If we don’t establish self-care practices it becomes increasingly difficult to sustain our energy, care and joy in what we do and at worse we can become exhausted, despondent and sick. From my experience of running an ethical business for a long time I’ve learned that little fixes to make us feel better can be lovely but they don’t provide the longevity of setting in some positive habits. As an entrepreneur you can be sure that things will go wrong, there will be stress and there will be long, tiring hours. It isn’t always possible to avoid that, but we can head off the nasty effects before they creep up. The trick is to look after ourselves consistently so that we’re better placed to tackle challenges when they arise.
So, here are three simple tried and tested (by me) ways I implement self-care. They aren’t fancy, they aren’t expensive, they don’t need (much) extra time and attention.
This basically means going outdoors and getting up close and personal with trees and plants. Spending time in the natural environment is now widely recognised and credited as being beneficial for our wellbeing. Some GPs in the UK are now ‘prescribing’ this to support mental good health.
Those in the know about therapeutic horticulture say that the restorative and calming effects of being with nature is increased when combined with an activity, like tending to plants. For me this has double benefits because it helps assuage anxiety about climate change and damage to our natural world by providing a soothing pastime as well as a means of doing something about it. Growing plants to eat reduces food miles and plastic waste, growing plants for pollinators supports biodiversity – it’s a win-win!
“Another thing to do?!” I hear you cry. Yes, I accept that growing plants might feel like just adding another job to the ever-growing list. So of course, if even the thought of it induces more stress then just take little time to enjoy being in nature instead. I do this by going for a walk every day, sometimes to the woods and sometimes to the local park but each time it helps clear my head and bring about a sense of calm.
OK, don’t laugh. I know how ridiculous this might sound when you’re working early in the morning before school runs and late into the evening, juggling your job, your family and the many other commitments that life demands. However, I truly believe that routines can have magical powers.

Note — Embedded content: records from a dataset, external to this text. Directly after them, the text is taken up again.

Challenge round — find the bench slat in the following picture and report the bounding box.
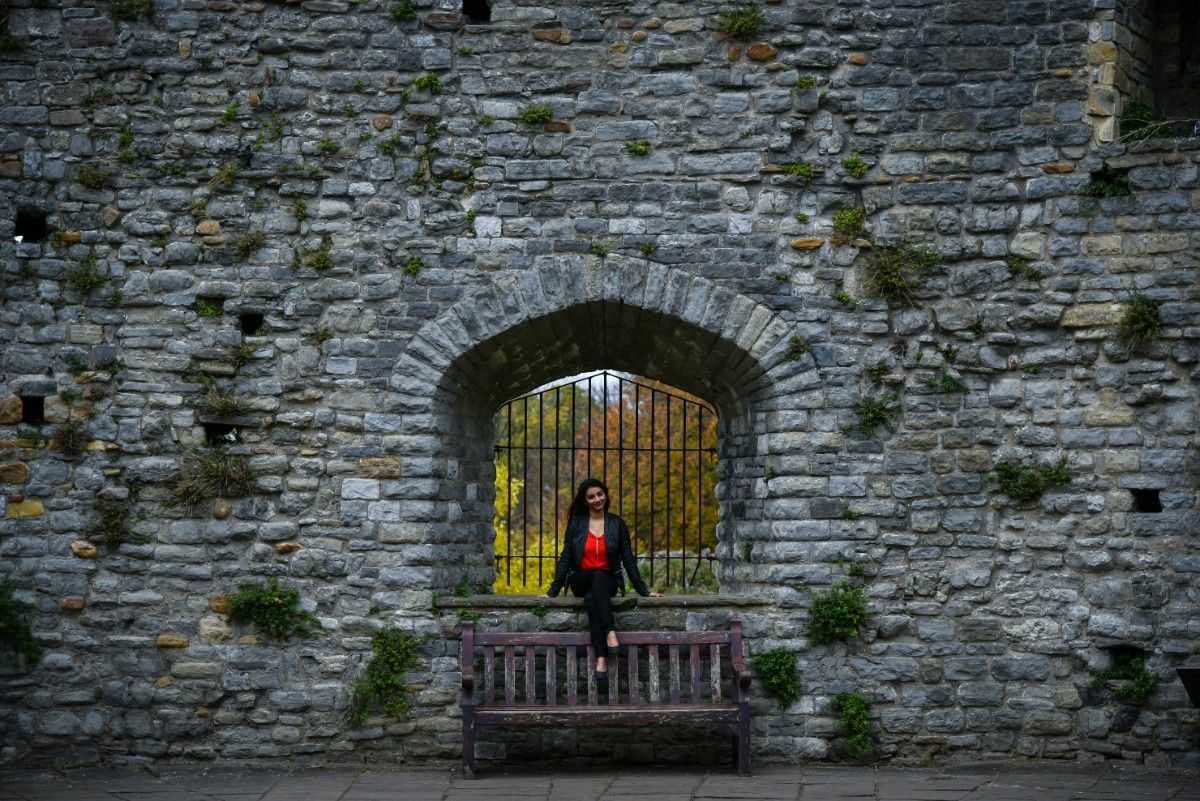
[625,645,638,704]
[504,645,517,706]
[667,643,679,704]
[475,704,738,728]
[475,631,730,646]
[606,648,620,704]
[583,645,596,706]
[566,645,580,706]
[646,645,662,704]
[484,645,496,706]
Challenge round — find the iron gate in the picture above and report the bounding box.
[494,371,718,592]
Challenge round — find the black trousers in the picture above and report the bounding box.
[568,570,617,657]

When I talk about routine I don’t necessarily mean a rigidly set out day where certain tasks are carried out at an exact time. No, life just isn’t like that. I mean making sure the essentials are met, like eating lunch at a sensible time and moving your body as well as instilling habits that help you feel a sense of achievement every day.

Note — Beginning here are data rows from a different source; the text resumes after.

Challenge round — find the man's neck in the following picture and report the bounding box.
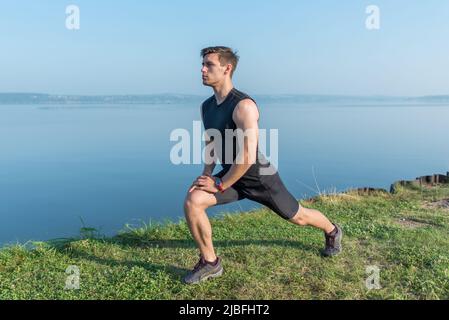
[213,82,234,104]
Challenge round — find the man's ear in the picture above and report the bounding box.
[225,63,232,74]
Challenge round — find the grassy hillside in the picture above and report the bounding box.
[0,185,449,299]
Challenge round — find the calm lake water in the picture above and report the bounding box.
[0,103,449,244]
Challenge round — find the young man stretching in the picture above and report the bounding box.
[184,47,343,284]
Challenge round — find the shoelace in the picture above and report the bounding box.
[193,256,205,272]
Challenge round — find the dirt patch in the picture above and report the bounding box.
[424,199,449,210]
[396,218,432,229]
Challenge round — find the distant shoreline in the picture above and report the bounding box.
[0,93,449,105]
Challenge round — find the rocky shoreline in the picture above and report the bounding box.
[350,171,449,194]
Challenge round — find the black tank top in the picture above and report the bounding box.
[201,88,270,179]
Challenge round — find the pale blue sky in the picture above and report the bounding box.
[0,0,449,95]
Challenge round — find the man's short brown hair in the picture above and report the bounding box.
[201,46,240,77]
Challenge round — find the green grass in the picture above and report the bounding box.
[0,186,449,299]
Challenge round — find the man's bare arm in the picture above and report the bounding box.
[222,99,259,189]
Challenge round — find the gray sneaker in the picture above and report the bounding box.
[323,224,343,257]
[184,257,223,284]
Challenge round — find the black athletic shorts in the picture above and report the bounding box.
[214,170,300,220]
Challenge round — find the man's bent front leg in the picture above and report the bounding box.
[184,190,217,262]
[289,206,335,234]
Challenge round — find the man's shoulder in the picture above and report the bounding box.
[201,96,215,107]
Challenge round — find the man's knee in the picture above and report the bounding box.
[290,206,307,226]
[184,190,210,213]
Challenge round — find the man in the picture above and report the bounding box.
[184,47,342,284]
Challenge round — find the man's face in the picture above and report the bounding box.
[201,53,229,86]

The whole eating lunch and moving around thing might seem absurdly obvious but in the early days of our business it would be more common than not for us to sit at our desks from first thing in the morning, not even think about lunch and emerge in the evening light headed and drained. As if taking an hour’s break out of all of that time would have been detrimental to our business! Does anyone else do this? If so, please reconsider. This is absolutely not sustainable, doesn’t necessarily mean that more work is done and can ultimately lead to burn out.
Being productive and being busy are two completely different things and #EthicalHour have some useful courses on how to implement work patterns that ensure more is done in the same amount of time. Whether its prioritising high-yield vs low-yield tasks, using Fridays to plan the week ahead or bulking jobs together, these routines bring more value to the time you spend and a feeling of accomplishment that makes it easier to walk away at the end of the day.
As social entrepreneurs we’re driven by making the world a better place. Inevitably, this means that to address the issues we’re working to alleviate we have to face some very upsetting truths. It could be about climate change, deforestation, poverty, inequality, exploitation or animal cruelty and and at the moment with the pandemic added issues closer to home and globally. These can lead to us becoming anxious, stressed and low.
Not hiding from the negative and painful things in the world makes me all the more grateful for the positive things I have in my life and most definitely puts a lot into perspective. Being able to laugh at myself and insignificant problems is possibly the most important habit for me. It stops me from grumbling about the little things and makes me feel generally more content and equipped to think about the bigger picture. If I feel tempted to have a little moan about something small I try to remember to check in with my sense of humour and laugh it off instead.